Note that it costs almost nothing to check for a condition that never or almost never occurs. This is why programmers use runtime exceptions and base case checks so profusely: if they are indeed rare, they don’t really cost anything.
#Pattern Detection
In our example, everything that was needed for efficient branch prediction is a hardware statistics counter. If we historically took branch A more often than branch B, then it makes sense to speculatively execute branch A. But branch predictors on modern CPUs are considerably more advanced than that and can detect much more complicated patterns.
Let’s fix P
back at 50, and then sort the array first before the main summation loop:
for (int i = 0; i < N; i++)
a[i] = rand() % 100;
std::sort(a, a + n);
We are still processing the same elements, but in a different order, and instead of 14 cycles, it now runs in a little bit more than 4, which is exactly the average of the cost of the pure <
and >=
branches.
The branch predictor can pick up on much more complicated patterns than just “always left, then always right” or “left-right-left-right.” If we just decrease the size of the array $N$ to 1000 (without sorting it), then the branch predictor memorizes the entire sequence of comparisons, and the benchmark again measures at around 4 cycles — in fact, even slightly fewer than in the sorted array case, because in the former case branch predictor needs to spend some time flicking between the “always yes” and “always no” states.

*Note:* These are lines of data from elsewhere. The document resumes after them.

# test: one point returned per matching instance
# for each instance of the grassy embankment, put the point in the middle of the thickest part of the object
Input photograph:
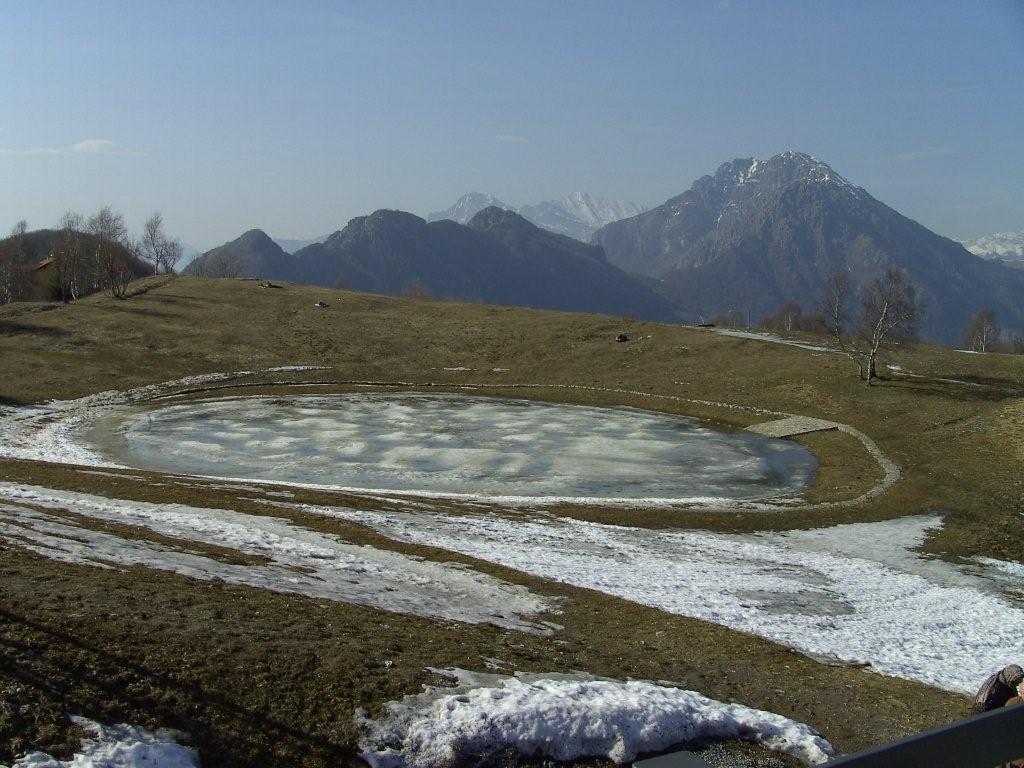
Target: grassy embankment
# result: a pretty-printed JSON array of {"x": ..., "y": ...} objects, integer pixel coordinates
[{"x": 265, "y": 679}]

#Hinting Likeliness of Branches
If you know beforehand which branch is more likely, it may be beneficial to pass that information to the compiler:
for (int i = 0; i < N; i++)
if (a[i] < P) [[likely]]
s += a[i];
When P = 75
, it measures around ~7.3 cycles per element, while the original version without the hint needs ~8.3.
This hint does not eliminate the branch or communicate anything to the branch predictor, but it changes the machine code layout in a way that lets the CPU front-end process the more likely branch slightly faster (although usually by no more than one cycle).
This optimization is only beneficial when you know which branch is more likely to be taken before the compilation stage. When the branch is fundamentally unpredictable, we can try to remove it completely using predication — a profoundly important technique that we are going to explore in the next section.
#Acknowledgements
This case study is inspired by the most upvoted Stack Overflow question ever.